Though Tanner’s efforts both to unlock the door of Lena’s past and to make way for a happy ending combine for a deus ex machina effect, she describes Lena’s trauma well ... Elsewhere, Tanner’s prose tries unsuccessfully to capture both precociousness and halting English. Why is it that pint-size protagonists must charm their grown-up readers with a prodigious vocabulary? ... Still, we come to believe in Vaclav’s determination and Lena’s longing ... When the magic enchants, we can ignore the machinery protruding from behind the curtain.
Vaclav and Lena, captures the slow, methodical thought processes of young children, the awkward diction of non-English speaking immigrants, and the hearts of its readers with a tale of unconditional love; of attachment, separation, and reunion; and of trauma and healing ... There appears a seeming dumbing down with the excessive repetition that is more like young adult than adult fiction.
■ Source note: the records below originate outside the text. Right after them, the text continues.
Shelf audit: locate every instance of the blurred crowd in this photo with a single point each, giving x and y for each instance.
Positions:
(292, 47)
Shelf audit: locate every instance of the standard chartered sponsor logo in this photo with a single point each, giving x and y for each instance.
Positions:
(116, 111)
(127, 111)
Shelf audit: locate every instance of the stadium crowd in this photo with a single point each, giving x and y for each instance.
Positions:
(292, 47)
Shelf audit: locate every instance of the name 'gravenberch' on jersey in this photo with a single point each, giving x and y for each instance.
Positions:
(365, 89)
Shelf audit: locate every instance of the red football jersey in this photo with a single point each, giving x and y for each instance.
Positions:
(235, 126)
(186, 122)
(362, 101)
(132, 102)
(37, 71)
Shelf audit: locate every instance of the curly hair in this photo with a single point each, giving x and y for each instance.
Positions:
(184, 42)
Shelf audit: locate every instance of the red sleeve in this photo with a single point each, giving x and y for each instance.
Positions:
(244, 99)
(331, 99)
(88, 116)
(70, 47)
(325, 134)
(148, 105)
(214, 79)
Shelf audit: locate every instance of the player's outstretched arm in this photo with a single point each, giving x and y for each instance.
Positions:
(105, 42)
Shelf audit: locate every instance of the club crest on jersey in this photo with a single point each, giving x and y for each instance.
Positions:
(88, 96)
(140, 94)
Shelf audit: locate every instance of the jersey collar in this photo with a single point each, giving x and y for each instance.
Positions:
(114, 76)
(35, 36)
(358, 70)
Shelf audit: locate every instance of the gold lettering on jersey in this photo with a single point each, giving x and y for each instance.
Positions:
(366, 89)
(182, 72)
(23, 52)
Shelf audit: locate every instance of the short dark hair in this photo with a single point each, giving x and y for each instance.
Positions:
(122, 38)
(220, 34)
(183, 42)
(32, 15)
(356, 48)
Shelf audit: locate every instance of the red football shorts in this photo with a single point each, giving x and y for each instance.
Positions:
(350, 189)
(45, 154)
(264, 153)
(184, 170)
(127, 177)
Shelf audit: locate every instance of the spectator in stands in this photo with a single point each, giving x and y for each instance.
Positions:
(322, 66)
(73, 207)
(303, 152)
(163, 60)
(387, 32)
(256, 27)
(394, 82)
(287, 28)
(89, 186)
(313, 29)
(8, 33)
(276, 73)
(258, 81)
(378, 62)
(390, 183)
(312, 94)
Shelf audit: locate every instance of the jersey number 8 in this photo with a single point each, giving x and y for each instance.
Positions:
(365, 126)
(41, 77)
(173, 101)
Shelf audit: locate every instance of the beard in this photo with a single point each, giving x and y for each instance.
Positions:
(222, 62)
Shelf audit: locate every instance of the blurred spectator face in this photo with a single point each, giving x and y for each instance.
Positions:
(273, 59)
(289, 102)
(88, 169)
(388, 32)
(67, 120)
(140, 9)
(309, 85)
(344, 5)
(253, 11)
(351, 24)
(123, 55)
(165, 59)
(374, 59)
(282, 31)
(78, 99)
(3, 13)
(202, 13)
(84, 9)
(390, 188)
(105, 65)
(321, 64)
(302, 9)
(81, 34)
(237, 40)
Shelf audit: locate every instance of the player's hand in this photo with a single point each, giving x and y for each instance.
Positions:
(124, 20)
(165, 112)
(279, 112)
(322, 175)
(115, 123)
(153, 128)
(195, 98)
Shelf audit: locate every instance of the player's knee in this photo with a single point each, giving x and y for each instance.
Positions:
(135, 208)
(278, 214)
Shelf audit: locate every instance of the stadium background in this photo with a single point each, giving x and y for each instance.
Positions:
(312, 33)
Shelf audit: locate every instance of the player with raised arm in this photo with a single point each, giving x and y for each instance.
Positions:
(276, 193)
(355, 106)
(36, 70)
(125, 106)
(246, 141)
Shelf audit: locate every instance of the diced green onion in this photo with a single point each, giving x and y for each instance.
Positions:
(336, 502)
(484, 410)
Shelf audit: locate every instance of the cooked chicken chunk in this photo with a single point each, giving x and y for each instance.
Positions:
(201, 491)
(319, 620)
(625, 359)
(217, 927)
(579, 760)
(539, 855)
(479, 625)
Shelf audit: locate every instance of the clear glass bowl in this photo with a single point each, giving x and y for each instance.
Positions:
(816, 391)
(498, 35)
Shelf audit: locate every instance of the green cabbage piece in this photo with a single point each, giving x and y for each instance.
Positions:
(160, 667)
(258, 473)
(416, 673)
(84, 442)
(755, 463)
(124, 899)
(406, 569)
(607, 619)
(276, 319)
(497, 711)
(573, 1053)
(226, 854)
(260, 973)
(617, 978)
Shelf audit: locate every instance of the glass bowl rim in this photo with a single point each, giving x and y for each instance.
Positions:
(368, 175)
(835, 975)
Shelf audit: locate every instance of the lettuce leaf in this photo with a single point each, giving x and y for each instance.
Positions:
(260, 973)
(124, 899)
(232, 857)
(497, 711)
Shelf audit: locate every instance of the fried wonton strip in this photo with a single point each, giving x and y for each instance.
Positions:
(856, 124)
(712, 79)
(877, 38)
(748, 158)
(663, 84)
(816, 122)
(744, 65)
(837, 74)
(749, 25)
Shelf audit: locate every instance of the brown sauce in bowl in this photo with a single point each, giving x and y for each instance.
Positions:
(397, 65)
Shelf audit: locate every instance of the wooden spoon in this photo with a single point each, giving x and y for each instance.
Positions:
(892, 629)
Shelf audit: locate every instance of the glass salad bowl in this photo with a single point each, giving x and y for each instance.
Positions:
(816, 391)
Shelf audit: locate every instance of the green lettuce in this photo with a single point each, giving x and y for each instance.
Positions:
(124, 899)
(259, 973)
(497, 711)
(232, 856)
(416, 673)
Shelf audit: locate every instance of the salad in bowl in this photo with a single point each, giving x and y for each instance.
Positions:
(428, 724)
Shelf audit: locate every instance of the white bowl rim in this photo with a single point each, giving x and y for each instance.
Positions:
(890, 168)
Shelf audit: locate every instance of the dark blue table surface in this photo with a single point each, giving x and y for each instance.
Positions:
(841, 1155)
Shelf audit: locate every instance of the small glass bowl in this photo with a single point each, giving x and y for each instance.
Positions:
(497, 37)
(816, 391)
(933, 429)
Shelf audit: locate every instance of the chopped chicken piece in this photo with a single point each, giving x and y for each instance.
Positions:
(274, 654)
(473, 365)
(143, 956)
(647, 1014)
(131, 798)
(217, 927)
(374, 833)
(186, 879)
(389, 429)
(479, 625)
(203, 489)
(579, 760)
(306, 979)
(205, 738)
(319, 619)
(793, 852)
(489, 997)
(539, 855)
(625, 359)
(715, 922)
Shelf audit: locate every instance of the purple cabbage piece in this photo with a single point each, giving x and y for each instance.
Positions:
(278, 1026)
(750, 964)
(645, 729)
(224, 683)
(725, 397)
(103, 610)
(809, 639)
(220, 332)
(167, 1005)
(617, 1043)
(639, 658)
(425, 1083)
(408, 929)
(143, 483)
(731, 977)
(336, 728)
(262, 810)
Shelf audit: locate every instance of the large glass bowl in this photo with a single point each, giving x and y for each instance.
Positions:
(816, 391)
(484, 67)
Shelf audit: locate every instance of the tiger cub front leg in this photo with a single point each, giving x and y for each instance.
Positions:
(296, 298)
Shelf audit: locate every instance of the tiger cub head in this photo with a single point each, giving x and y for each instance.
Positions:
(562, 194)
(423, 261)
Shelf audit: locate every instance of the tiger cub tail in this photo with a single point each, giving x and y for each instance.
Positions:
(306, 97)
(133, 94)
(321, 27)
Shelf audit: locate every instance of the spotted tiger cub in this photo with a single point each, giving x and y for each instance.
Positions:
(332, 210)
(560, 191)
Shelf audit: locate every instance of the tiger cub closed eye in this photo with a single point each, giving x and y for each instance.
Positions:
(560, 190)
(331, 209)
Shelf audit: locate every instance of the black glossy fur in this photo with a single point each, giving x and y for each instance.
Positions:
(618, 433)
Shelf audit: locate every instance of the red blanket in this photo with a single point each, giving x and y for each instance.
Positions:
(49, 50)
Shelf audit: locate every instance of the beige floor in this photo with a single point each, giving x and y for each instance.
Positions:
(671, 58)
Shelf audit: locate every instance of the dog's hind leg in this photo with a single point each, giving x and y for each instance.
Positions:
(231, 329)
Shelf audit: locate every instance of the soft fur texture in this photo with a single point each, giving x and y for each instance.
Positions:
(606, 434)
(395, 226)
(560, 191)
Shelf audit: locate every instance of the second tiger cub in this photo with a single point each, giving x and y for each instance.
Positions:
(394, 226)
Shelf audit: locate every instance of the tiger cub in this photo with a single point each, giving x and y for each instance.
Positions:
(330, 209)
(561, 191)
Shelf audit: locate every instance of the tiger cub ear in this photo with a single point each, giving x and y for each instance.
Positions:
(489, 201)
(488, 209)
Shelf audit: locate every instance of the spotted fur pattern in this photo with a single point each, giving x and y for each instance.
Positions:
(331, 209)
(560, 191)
...this is a love story, and these two keep faith over the years, with each building an emotional shrine to their relationship until a reconnection years later proves to be magnetic, stormy, and revelatory. If the final reveal doesn't live up to the emotional crescendo that's been building throughout the novel, readers will nevertheless be more than taken by the one-of-a-kind relationship between two magnificent characters.
The author captures the subculture of the Russian émigré subculture in New York with verve and realism but infuses her two leads with such innocence and zeal that they become impossibly charismatic by the story’s end ... These two graceful creatures must find some space between all their secrets in order to find happiness, alone or apart ... A terrific, enlightened debut that captures the fervor that hides in naïveté.